Anyway, the part that is perhaps most relevant here is the unit-agnostic part - this would need some standardization of how units interact with arrays, perhaps new dunder methods of some agreement on operators (e.g., astropy can attach a unit via value << unit - maybe that could become a standard?)

mhvk avatar Dec 30 '24 14:12 mhvk

A shared units & Quantity API would be fantastic! I would vote for defining a quantity-api libraries with some runtime-checkable Protocols. I mocked up something along these lines in https://github.com/nstarman/units/tree/main/src/units/api

nstarman avatar Dec 30 '24 19:12 nstarman

@mhvk , when you say unit system, do you mean the unit module, pint or astropy.units etc?

the linked pdf refers to a Quantity API. If I am understanding it correctly, if pint, astropy.units and any other unit library followed it, then there could be a quantity-array library that works for both pint and astropy.units.

could then make pint-pandas and pint-xarray work for astropy and others too

andrewgsavage avatar Dec 30 '24 19:12 andrewgsavage

Yep, that sounds perfect. The namespaces I'm building in pint-array just need an array library, a quantity class from which to inherit, and some units compatible with that quantity. Currently, that's pint.Quantity and pint.UnitRegistry, but it should be relatively simple to swap those out for a new standard if you folks can figure one out!

That's probably the hard part; in the meantime, I'll work on getting these array-quantity namespaces up to standard-compliance, while attempting to do the right thing with units.
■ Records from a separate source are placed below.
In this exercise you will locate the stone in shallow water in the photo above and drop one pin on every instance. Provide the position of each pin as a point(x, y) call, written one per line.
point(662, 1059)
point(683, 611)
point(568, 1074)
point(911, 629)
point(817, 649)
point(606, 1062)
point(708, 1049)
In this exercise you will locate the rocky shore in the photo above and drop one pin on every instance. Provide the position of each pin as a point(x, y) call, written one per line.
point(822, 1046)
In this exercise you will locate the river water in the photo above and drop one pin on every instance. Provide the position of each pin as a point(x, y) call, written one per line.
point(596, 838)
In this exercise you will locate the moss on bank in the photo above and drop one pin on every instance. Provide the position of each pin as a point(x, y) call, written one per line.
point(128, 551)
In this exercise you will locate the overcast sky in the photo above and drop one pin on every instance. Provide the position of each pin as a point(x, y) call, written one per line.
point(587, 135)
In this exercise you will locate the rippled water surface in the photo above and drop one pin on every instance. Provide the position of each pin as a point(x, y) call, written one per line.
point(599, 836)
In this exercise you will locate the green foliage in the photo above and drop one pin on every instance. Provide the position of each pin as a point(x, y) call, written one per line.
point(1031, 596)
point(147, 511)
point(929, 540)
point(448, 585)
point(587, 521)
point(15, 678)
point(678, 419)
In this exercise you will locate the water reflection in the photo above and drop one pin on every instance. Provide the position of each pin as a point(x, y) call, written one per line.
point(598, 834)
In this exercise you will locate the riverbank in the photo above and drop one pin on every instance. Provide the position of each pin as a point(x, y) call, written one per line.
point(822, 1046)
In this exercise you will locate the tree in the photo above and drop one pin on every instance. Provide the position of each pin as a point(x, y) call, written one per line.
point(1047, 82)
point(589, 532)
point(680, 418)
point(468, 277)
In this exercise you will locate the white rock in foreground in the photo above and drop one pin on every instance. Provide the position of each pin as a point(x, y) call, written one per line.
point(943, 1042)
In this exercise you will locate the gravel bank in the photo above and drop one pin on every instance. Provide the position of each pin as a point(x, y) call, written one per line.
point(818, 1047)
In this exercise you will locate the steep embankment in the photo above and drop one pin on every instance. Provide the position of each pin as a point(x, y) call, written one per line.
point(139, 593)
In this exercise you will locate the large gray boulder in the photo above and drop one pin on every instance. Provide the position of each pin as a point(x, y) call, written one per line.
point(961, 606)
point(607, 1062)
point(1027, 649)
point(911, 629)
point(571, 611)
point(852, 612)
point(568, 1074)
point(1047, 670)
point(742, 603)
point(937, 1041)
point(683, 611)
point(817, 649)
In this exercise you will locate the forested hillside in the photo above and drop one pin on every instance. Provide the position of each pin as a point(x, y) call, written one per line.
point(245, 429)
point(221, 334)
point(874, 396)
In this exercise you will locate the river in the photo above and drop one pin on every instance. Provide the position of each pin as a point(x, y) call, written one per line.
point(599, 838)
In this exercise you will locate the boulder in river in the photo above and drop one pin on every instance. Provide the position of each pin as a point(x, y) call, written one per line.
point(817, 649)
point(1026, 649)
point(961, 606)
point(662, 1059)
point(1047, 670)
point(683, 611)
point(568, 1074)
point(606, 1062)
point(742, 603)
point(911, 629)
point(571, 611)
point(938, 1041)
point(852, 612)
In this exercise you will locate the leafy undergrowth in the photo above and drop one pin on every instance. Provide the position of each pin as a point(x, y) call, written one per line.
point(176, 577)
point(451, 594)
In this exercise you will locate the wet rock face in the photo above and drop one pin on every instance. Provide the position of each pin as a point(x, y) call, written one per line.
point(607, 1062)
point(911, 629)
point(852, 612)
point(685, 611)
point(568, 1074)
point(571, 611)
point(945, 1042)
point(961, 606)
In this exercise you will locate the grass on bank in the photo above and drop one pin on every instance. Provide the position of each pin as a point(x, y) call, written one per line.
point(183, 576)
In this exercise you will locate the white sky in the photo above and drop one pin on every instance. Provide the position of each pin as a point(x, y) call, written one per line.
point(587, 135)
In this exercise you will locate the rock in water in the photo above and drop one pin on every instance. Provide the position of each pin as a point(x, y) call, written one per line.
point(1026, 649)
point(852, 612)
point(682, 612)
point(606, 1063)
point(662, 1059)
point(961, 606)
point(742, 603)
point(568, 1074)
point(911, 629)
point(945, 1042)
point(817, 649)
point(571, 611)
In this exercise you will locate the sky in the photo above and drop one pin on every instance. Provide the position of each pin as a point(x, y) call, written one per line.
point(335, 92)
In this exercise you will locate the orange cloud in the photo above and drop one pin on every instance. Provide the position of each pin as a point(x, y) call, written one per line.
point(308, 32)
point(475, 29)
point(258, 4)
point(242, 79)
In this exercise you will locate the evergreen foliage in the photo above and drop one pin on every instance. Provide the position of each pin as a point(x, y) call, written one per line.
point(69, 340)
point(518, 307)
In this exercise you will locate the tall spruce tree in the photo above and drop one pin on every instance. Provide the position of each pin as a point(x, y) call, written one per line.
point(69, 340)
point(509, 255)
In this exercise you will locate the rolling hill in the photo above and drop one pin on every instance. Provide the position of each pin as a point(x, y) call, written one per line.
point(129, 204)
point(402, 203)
I could probably use some help writing tests for correct unit-handling at some point!

lucascolley avatar Dec 30 '24 20:12 lucascolley

@lucascolley - spurred on by this conversation, I've pushed my implementation of ufucs/element-wise operations to https://github.com/astropy/quantity-2.0/pull/22 - tests/test_element_wise_functions.py may be fairly directly useful to you.
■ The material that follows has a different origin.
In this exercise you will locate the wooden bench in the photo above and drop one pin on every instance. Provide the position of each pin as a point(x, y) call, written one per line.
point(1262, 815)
mhvk avatar Dec 30 '24 22:12 mhvk

Yes, there aren't all that many classes and functions needed for the array API, based on pint's numpy array_function implementation. I think a Quantity API defining the classes and functions needed to write the pint-array library would be a good first version. Is https://github.com/astropy/quantity-2.0 the best place for such a discussion on a Quantity API?
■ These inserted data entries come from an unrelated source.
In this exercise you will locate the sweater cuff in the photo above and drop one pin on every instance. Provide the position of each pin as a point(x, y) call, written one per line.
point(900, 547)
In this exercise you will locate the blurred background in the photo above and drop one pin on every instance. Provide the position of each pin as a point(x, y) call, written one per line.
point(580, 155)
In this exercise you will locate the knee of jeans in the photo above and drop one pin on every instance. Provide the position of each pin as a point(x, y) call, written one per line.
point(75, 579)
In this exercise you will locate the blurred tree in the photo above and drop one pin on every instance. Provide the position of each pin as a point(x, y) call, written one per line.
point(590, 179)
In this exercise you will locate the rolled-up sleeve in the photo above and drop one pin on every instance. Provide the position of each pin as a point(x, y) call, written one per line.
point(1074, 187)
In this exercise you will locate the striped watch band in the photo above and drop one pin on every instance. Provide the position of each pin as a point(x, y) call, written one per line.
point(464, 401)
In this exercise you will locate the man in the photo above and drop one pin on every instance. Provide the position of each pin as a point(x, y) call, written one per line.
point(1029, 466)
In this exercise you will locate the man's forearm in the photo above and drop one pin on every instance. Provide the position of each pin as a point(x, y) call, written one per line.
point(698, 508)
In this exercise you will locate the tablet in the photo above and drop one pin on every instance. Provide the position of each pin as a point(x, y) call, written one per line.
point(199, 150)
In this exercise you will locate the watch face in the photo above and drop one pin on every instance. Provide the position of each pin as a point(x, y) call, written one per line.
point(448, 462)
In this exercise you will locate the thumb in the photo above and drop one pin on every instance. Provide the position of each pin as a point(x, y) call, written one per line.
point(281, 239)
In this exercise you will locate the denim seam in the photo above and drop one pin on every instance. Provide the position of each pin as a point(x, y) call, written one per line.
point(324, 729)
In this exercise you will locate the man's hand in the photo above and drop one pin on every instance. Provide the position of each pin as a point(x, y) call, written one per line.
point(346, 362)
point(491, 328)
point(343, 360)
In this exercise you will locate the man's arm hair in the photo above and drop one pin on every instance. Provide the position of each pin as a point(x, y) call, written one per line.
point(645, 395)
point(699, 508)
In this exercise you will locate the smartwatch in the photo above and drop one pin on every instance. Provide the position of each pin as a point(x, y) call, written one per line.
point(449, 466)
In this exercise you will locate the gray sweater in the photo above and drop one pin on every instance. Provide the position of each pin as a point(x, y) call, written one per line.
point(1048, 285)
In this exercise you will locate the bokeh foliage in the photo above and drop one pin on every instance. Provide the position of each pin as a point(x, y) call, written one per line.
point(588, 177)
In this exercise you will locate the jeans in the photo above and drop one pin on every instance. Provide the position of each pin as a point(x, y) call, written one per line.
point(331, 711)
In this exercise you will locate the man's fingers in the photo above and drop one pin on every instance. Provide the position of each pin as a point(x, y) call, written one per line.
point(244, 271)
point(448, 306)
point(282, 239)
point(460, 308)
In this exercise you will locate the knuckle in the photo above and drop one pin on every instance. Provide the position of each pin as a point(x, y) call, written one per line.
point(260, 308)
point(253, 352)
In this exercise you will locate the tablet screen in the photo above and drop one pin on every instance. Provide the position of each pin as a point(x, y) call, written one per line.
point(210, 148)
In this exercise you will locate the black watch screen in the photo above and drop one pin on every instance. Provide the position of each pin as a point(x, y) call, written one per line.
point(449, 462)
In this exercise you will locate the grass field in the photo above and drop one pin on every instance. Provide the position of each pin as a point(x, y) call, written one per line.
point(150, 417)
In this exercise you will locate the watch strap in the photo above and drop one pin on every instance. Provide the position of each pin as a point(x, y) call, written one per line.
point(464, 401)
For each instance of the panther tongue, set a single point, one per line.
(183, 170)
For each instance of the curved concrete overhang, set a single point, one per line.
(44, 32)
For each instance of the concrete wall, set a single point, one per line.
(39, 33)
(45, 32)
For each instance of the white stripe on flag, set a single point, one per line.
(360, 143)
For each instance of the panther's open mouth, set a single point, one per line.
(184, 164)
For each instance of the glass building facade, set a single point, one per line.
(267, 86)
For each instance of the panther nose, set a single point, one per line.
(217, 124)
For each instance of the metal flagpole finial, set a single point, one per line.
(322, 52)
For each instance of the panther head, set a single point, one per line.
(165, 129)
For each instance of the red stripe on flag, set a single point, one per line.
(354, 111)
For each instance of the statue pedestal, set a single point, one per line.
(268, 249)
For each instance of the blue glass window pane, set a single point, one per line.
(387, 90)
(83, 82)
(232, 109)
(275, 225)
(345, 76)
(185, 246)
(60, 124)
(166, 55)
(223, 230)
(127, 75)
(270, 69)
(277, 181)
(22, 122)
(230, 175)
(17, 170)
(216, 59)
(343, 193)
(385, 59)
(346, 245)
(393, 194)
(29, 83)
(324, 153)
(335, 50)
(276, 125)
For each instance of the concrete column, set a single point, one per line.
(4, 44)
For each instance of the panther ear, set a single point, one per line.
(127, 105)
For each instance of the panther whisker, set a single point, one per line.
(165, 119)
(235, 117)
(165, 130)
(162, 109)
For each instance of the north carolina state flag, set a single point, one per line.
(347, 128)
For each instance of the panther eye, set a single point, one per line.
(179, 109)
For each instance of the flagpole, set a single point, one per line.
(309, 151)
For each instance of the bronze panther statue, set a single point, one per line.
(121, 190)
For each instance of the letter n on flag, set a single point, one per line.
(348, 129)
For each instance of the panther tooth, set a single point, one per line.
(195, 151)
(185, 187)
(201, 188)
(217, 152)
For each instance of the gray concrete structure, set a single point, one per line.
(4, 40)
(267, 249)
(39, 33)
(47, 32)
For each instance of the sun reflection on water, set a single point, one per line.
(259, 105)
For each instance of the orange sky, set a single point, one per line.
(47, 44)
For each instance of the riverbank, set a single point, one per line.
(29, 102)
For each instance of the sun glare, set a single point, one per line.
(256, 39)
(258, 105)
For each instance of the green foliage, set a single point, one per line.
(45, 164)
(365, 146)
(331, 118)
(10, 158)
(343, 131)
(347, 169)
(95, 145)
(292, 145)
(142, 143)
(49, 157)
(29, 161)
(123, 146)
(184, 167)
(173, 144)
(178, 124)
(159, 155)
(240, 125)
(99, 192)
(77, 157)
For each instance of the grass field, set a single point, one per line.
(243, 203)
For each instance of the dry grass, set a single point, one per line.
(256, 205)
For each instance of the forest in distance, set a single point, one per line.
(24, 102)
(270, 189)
There are a load of numpy tests that have been added as people implement numpy functions.

andrewgsavage avatar Dec 30 '24 23:12 andrewgsavage

What do we think about creation-like functions such as ones_like? Should the result be dimensionless or have the same units as the input array? Pint currently returns a dimensionless array for NumPy arrays.

lucascolley avatar Dec 30 '24 23:12 lucascolley

that was being changed to have the same units as the input array, but has got stuck https://github.com/hgrecco/pint/issues/882

andrewgsavage avatar Dec 31 '24 00:12 andrewgsavage

Up until this point everything has been working with pint.UnitRegistry. I'm now trying to implement https://data-apis.org/array-api/latest/API_specification/generated/array_api.concat.html#array_api.concat, my implementation of which makes use of https://pint.readthedocs.io/en/stable/api/facets.html#pint.facets.plain.PlainQuantity.m_as. That takes us through to this generic _convert function: https://github.com/hgrecco/pint/blob/74b708661577623c0c288933d8ed6271f32a4b8b/pint/facets/plain/registry.py#L1087-L1097

In the array API standard:

Behavior is not specified when mixing a Python float and an array with an integer data type; this may give float32, float64, or raise an exception.

and so the multiplication here can throw an exception for integer arrays.

Do you think we could try to address this problem in the plain registry @andrewgsavage ? It will be a bit hacky without adding proper array API awareness to Pint, but I think something like

if hasattr(value, __array_namespace__) and value.__array_namespace__().isdtype(value.dtype, "integral"):
    factor = int(factor)

might fix the integer array case.

I suppose the alternative is for me to subclass UnitRegistry and override the _convert method. But it might be nice to avoid that if possible?

lucascolley avatar Dec 31 '24 22:12 lucascolley

The conversion factor should not be converted to an int - that would lead to things like 4 inches converting to 8cm instead of 10cm. Can this be handled within the concat implementation by special casing the integer arrays to check consistent units?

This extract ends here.